[OT] Finding longest documents

Sun Oct 12 17:33:03 PDT 2008

Andrei Alexandrescu Wrote:

> Walter Bright wrote:
> > Andrei Alexandrescu wrote:
> >>    nil '(("\\(!(\\)[^()]*\\()\\)"
> > 
> > I guess this is why I don't use emacs. I don't want to hear any more 
> > grousing about !( ) after that!!!
> 
> I agree about that, but why don't you use std.algorithm? :o)
> 
> Speaking of which, here's another challenge for everybody who'd like to 
> waste some cycles.
> 
> Say you have a simple API for accessing a large collection of files - 
> e.g. all of Google's cached documents. The task, should you accept it, 
> is to find the 1,000,000 largest ones of those files. The output should 
> be filenames sorted in decreasing order of size. Assume the API gives 
> you <filename, size> pairs in a serial fashion. You can't use parallel 
> processing (e.g. map/reduce on clusters), but you are allowed to use 
> threads on one machine if if fancies you.
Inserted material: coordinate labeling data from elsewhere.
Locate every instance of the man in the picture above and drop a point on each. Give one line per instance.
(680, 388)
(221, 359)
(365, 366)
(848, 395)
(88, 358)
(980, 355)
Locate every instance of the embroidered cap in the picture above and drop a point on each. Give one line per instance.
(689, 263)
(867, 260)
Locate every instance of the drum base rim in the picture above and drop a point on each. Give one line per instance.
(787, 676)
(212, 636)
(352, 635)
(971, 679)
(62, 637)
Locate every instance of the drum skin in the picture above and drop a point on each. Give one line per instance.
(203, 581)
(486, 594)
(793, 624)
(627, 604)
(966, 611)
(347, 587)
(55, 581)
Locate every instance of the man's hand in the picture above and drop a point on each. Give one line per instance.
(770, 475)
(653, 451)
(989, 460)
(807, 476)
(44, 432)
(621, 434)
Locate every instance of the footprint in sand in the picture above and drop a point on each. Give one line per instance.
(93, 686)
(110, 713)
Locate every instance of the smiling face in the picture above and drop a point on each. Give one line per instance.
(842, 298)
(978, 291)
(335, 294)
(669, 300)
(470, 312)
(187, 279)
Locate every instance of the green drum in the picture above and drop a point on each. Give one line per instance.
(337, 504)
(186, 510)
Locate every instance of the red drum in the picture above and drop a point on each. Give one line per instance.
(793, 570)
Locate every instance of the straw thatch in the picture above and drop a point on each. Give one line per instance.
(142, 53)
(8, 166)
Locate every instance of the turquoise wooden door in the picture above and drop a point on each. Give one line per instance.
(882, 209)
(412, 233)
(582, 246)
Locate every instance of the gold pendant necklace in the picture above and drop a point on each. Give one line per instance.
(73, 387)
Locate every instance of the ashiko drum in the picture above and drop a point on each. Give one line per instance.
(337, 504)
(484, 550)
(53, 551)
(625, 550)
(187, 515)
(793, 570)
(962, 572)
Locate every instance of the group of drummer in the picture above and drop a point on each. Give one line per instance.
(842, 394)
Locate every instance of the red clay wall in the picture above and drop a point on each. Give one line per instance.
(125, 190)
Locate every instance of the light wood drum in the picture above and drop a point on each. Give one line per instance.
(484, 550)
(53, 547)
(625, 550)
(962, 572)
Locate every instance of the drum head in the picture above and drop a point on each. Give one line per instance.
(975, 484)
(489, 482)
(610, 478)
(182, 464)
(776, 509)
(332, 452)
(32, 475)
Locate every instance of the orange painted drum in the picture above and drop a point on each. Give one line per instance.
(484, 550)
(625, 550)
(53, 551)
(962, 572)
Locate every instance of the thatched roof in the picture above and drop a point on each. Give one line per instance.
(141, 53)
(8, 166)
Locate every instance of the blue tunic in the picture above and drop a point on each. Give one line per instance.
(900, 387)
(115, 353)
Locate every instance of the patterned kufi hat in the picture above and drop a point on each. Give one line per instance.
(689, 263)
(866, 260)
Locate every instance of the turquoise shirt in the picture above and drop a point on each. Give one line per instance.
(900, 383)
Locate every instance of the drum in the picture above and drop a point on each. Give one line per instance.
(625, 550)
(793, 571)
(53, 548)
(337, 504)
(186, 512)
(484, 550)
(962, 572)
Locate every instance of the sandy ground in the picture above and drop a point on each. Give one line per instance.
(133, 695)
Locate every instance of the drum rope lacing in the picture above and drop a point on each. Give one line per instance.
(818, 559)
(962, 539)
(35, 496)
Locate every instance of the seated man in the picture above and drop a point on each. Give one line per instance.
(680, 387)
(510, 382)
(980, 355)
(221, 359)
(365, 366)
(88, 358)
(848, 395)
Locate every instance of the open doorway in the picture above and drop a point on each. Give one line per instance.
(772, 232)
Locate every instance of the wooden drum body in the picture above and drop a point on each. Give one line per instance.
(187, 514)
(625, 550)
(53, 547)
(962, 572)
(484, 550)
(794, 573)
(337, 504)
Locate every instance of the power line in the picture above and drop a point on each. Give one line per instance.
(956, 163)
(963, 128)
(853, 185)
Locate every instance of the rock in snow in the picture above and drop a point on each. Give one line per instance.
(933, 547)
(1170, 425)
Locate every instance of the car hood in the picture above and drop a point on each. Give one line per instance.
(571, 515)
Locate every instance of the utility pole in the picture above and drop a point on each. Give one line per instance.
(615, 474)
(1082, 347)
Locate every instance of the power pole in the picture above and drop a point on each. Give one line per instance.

Speed is highly desirable. 
> Devise your algorithm and explain how fast it runs with practical and/or 
> theoretical arguments.
> 
> 
> Andrei

implement a max heap on top of a fixed size array. "insert" all pairs to the heap (if the current is smaller than everything on the heap and the heap is full the pair is discarded)
insert is O(log(heap height)) =O(log (1_000_000)) for each file in google's cache, remove top is O(1).